Serving for the match at 6-5, Cibulkova was broken at love by the fifth-ranked Ivanovic. The 20th-ranked Slovak went 6-4 ahead in the tiebreaker and won on her first match point when Ivanovic returned wide.
"I had a bad first set because I was playing too defensively,'' Cibulkova said. "I got more aggressive, I began to serve better and return better. I knew I had to play more aggressively in the tiebreaker which I did and I'm happy to beat a player of that ranking.''
Ivanovic won her first Grand Slam title at the French Open in June and climbed to No. 1. But since then the sometime-injured star has lost six of 11 matches and hasn't won two in a row since early June at Wimbledon.
"I created my chances, I served well and I had match points,'' Ivanovic said. "Obviously I'm disappointed.''
Meanwhile, Safina, who lost to Ivanovic in the Roland Garros final, notched another win in her breakthrough season, which includes four titles, runner-up at the Olympics and a career-high No. 3 ranking. She overcame Mauresmo 6-7 (2), 6-4, 6-4.
She served for the first set at 5-4 but was broken by Mauresmo and lost it in a tiebreaker. Both players were erratic in the second set, trading serves three times before the Russian leveled the set score and had an early break in the third set. Mauresmo broke back for 4-5 but double-faulted to go 15-40 and Safina nailed her first match point.

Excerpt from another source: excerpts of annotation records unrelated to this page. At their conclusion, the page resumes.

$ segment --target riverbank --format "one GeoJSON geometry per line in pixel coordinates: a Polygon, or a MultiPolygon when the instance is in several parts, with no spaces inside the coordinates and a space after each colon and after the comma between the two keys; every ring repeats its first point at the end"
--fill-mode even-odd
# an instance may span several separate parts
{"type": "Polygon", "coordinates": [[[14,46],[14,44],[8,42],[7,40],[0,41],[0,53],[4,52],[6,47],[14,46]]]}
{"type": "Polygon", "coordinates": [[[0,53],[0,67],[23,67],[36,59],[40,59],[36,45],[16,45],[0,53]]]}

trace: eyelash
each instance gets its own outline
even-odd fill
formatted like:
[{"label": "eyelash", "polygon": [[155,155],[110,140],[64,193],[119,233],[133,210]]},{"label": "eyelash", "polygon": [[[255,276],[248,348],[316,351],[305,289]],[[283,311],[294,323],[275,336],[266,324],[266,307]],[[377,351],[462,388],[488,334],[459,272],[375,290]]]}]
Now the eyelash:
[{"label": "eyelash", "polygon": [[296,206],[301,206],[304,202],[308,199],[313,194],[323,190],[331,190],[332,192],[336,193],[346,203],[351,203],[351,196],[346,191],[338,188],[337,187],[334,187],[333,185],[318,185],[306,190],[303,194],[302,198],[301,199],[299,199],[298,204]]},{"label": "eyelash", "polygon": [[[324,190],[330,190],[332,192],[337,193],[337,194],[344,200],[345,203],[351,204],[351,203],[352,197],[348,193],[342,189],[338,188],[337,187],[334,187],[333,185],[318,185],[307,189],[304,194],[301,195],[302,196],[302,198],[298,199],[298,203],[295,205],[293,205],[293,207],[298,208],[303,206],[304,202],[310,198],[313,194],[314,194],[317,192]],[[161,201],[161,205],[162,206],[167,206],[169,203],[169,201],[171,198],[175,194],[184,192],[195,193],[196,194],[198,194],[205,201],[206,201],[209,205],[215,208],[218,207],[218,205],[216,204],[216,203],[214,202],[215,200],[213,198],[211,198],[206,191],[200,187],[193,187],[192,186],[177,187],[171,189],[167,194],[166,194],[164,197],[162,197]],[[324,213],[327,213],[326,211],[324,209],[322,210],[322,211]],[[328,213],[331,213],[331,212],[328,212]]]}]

In the quarterfinals, Safina will meet fellow Russian Kuznetsova, who defeated Italian qualifier Sara Errani 7-6 (0), 6-1.
Dementieva beat Katarina Srebotnik of Slovenia 6-3, 4-6, 7-6 (2) and will meet either Russian countrywoman Nadia Petrova or Danish teenager Caroline Wozniacki, who eliminated eighth-seeded Anna Chakvetadze of Russia 2-6, 6-1, 6-4.
Srebotnik beat Dementieva last week in straight sets in Tokyo, but this time the Russian finished off Srebotnik in their tiebreaker with five straight points and two aces.
"It took time to adjust to the surface here,'' said Dementieva, also the Olympic champion. "It wasn't easy to win today.''
Andreev, the 2005 men's champion, served for his match at 6-3, 5-3 but could not put in a single first serve and was broken to love by Jeremy Chardy of France, who went on to win 3-6, 7-5, 6-4.
"I felt that I was losing my serve with every next game,'' Andreev said. "To have such a huge advantage and lose the match - definitely it was my mistake.''
Another Russian, Youzhny, fell to countryman Teimuraz Gabashvili 7-5, 4-6, 7-6 (1).
In other first-round matches, fourth-seeded Paul-Henri Mathieu defeated Sergiy Stakhovsky of Ukraine, 6-3, 6-2, Mischa Zverev beat Denis Gremelmayr 6-3, 7-6 (7) in an all-German matchup, and Igor Kunitsyn of Russia ousted Kazakh lucky loser Mikhail Kukushkin 6-1, 4-6, 6-1.
Kukushkin replaced fifth-seeded Dmitry Tursunov, who pulled out with a right shoulder injury sustained during practice on Tuesday.